“Repo Men” is set in a future where no disease need be fatal. Artificial organs can be fitted for nearly any malady. Sadly, this future also seems to lack universal healthcare. As the scene is set, Jude Law’s character tells us that when you miss your car payments, the bank takes possession. When you default on your mortgage, the bank takes possession. So what happens when you miss payments on your liver? The bank takes possession.

Need a new heart? No problem. That will be $610,843. Can’t afford it? There’s a payment plan to fit your needs. At 19 percent interest. Per year. Of course, there’s a grace period. You have 90 days before Jude Law shows up at your home, place of work or the parking garage to take possession.

You can imagine just how he does this. It isn’t pretty.

But Law, who plays Remy, is the best at what he does. His partner in organ recovery is Jake, played by Forest Whitaker. Liev Schreiber is their jerk of a boss Frank in a pitch-perfect performance. All is going well, the pay is great and the job is challenging, but Remy’s wife just can’t deal with the fact that her child’s father rips organs out of people and leaves them to die. For her, it is a dealbreaker. Strange, huh?

So Remy is considering switching to sales and leaving the repo biz. But on his last run, something goes horribly wrong and it turns out that he needs to be fitted with an artificial heart. To say the least, Remy finds it difficult to tear the organs out of people when he could be in their very situation. He loses focus and his family, and 90 days later finds himself on the other side of the law.

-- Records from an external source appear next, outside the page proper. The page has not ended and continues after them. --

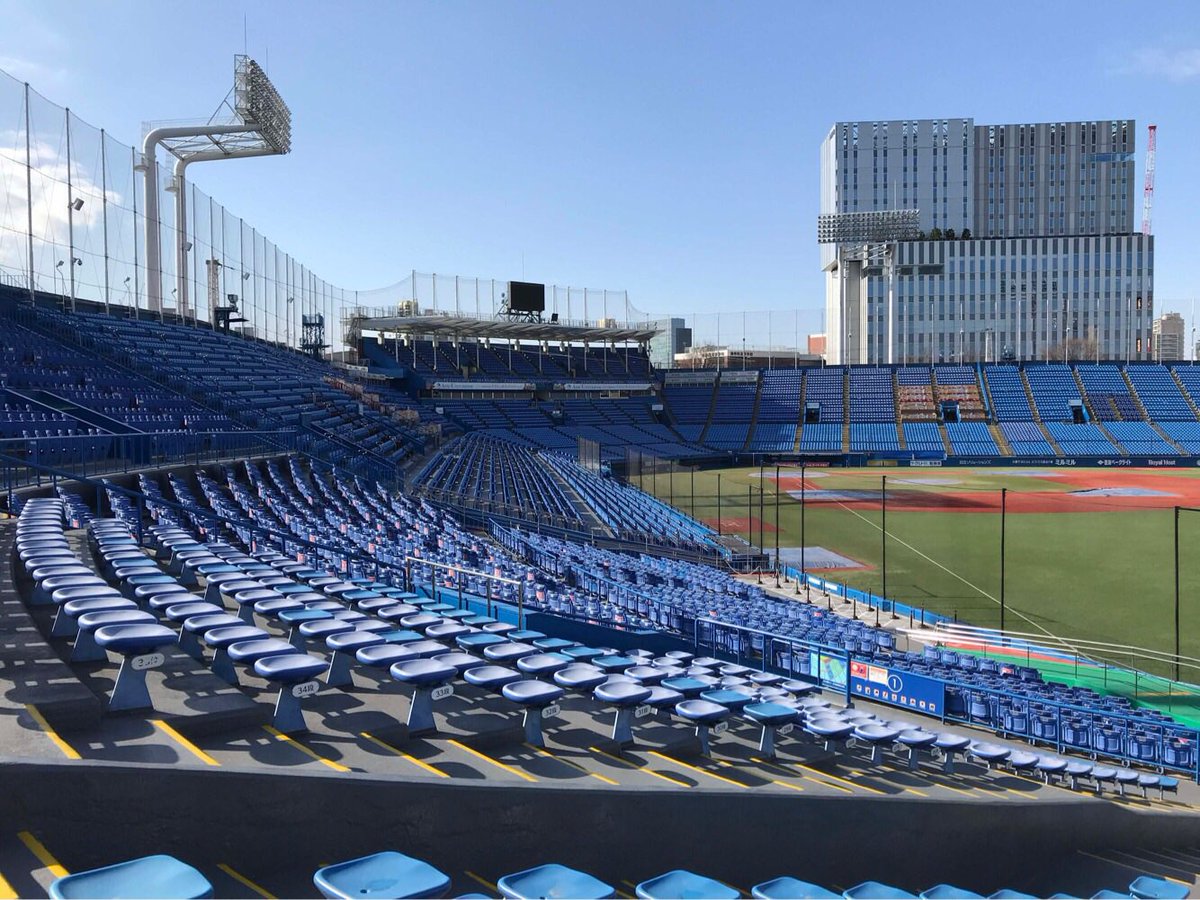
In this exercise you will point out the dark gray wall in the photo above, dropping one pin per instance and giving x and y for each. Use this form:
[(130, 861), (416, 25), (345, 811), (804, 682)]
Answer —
[(289, 822)]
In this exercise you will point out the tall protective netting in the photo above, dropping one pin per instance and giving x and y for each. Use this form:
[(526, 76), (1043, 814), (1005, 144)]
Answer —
[(72, 222)]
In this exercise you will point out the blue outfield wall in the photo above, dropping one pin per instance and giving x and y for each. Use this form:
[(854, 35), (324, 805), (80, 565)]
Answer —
[(867, 598), (917, 460)]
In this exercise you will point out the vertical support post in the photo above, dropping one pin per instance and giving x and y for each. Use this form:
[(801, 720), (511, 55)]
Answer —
[(762, 543), (1176, 593), (889, 251), (718, 504), (804, 509), (71, 256), (29, 197), (778, 564), (750, 514), (883, 539), (1003, 535), (103, 207), (137, 277)]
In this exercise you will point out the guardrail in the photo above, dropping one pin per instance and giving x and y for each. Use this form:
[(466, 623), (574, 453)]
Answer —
[(1122, 737), (90, 455), (1089, 659)]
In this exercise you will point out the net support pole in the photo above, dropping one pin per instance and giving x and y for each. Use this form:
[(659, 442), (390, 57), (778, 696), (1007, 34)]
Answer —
[(883, 541), (1176, 593), (1003, 522), (778, 565)]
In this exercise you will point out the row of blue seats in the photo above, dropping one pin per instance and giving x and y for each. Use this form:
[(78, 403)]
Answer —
[(390, 874)]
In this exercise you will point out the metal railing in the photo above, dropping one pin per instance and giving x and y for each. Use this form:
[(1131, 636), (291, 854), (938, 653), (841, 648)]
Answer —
[(28, 460)]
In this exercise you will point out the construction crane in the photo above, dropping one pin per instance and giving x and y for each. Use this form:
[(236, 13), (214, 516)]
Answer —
[(1147, 197)]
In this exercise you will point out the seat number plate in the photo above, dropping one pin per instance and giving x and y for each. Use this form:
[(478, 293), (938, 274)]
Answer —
[(305, 689), (147, 660)]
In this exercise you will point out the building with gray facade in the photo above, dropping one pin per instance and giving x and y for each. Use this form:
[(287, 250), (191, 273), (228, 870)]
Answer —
[(673, 337), (1169, 341), (1027, 246)]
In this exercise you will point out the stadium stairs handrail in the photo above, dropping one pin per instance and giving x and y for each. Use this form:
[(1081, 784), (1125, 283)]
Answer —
[(711, 635), (207, 447), (1098, 652), (54, 475), (28, 315)]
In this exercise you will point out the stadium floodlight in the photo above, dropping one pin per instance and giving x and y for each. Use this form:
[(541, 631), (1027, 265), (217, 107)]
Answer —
[(873, 227), (252, 120), (868, 235)]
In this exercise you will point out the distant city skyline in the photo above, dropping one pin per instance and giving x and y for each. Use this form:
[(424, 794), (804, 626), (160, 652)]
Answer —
[(667, 150)]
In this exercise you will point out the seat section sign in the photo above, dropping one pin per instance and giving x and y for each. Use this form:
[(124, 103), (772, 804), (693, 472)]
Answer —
[(897, 688)]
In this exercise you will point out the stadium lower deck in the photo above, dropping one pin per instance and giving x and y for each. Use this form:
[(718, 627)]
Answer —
[(207, 778)]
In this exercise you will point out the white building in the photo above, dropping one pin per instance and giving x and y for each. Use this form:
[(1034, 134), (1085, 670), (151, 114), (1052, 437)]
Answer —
[(1029, 247)]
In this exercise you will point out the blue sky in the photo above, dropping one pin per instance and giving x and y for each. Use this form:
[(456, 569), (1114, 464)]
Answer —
[(666, 148)]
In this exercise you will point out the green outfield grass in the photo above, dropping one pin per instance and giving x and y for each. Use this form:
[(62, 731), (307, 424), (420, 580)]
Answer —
[(1103, 571)]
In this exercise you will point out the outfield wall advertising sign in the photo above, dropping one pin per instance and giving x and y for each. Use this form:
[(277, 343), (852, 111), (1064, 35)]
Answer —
[(900, 689)]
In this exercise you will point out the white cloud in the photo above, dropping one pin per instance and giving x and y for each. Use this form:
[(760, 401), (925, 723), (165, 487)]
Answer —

“Repo Men” might seem to be formulaic, and for much of the movie it is. Remy only finds compassion when he becomes the hunted. Well, duh. But the clever use of music (when was the last time you heard “Feeling Good” by Nina Simone in an action flick?) should warn you that this is not a by-the-numbers sci-fi film. As he runs for his life, Remy picks up a friend, Beth (played by rising star Alice Braga), of whom he quickly becomes fond. She has nearly every implant in the book and is way behind in her payments. They struggle together to try to find a way out, all the time hunted by the repo men Remy used to call brothers.

Just when you think this film will end the way you predicted at the beginning, they pull the rug out from under you in dramatic fashion. This clever, entertaining and violently funny film is worth the price of admission. Smarter than most other offerings in the genre, “Repo Men” is not just a pleasant surprise–it is a cautionary tale of what a future without health care, one dominated by the pursuit of profit, has in store for all of us.